2. Meditação (Caminho)
O que o texto diz para mim, hoje?
Qual palavra mais me toca o coração?
O que o texto me diz no momento?
Minha vida reflete o que o texto diz ou há contradições?
Vivo a conversão, ou seja, tenho um coração novo?
A Conferência de Aparecida nos recorda:
No exercício de nossa liberdade, às vezes recusamos essa vida nova (cf. Jo 5,40) ou não perseveramos no caminho (cf. Hb 3,12-14). Com o pecado, optamos por um caminho de morte. Por isso, o anúncio de Jesus sempre convoca à conversão, que nos faz participar do triunfo do Ressuscitado e inicia um caminho de transformação.” (DAp 351).

3.Oração (Vida)
O que o texto me leva a dizer a Deus?
Rezo com o bem-aventurado Alberione:
Jesus Mestre, disseste que a vida eterna consiste
em conhecer a ti e ao Pai.
Derrama sobre nós, a abundância
do Espírito Santo!
Que ele nos ilumine, guie e fortaleça no teu seguimento,
porque és o único caminho para o Pai.
Faze-nos crescer no teu amor,
para que sejamos, como o apóstolo Paulo
testemunhas vivas do teu Evangelho.
Com Maria,
Mãe Mestra e Rainha dos Apóstolos,
guardaremos tua Palavra,
meditando-a  no coração.
Jesus Mestre, Caminho, Verdade e Vida, tem piedade de nós.

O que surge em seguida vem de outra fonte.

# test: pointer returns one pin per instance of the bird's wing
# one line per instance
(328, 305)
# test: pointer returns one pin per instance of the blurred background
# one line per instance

4.Contemplação (Vida e Missão)
Qual meu novo olhar a partir da Palavra?
Vou olhar o mundo e a vida com os olhos de Deus. Vou viver a conversão: eliminar do meu modo de pensar e agir aquilo que não vem de Deus, que não é conforme o Projeto de Jesus Mestre.

Bênção
- Deus nos abençoe e nos guarde. Amém.
- Ele nos mostre a sua face e se compadeça de nós. Amém.
-Volte para nós o seu olhar e nos dê a sua paz. Amém.
- Abençoe-nos Deus misericordioso, Pai e Filho e Espírito Santo. Amém.

Irmã Patrícia Silva, fsp
leituraorantedapalavra.blogspot.com.br
http://www.paulinas.org.br/diafeliz/?system=evangelho&action=busca_result&data=26%2F01%2F2014
Oração Final
Pai Santo, como Davi, em seu Salmo, uma só coisa eu peço a Ti, e apenas esta eu procuro: é habitar na tua casa todos os dias de minha vida, para gozar a doçura da tua amizade e contemplar a tua Misericórdia. Pelo Cristo Jesus, teu Filho que se fez nosso Irmão e contigo reina na unidade do Espírito Santo.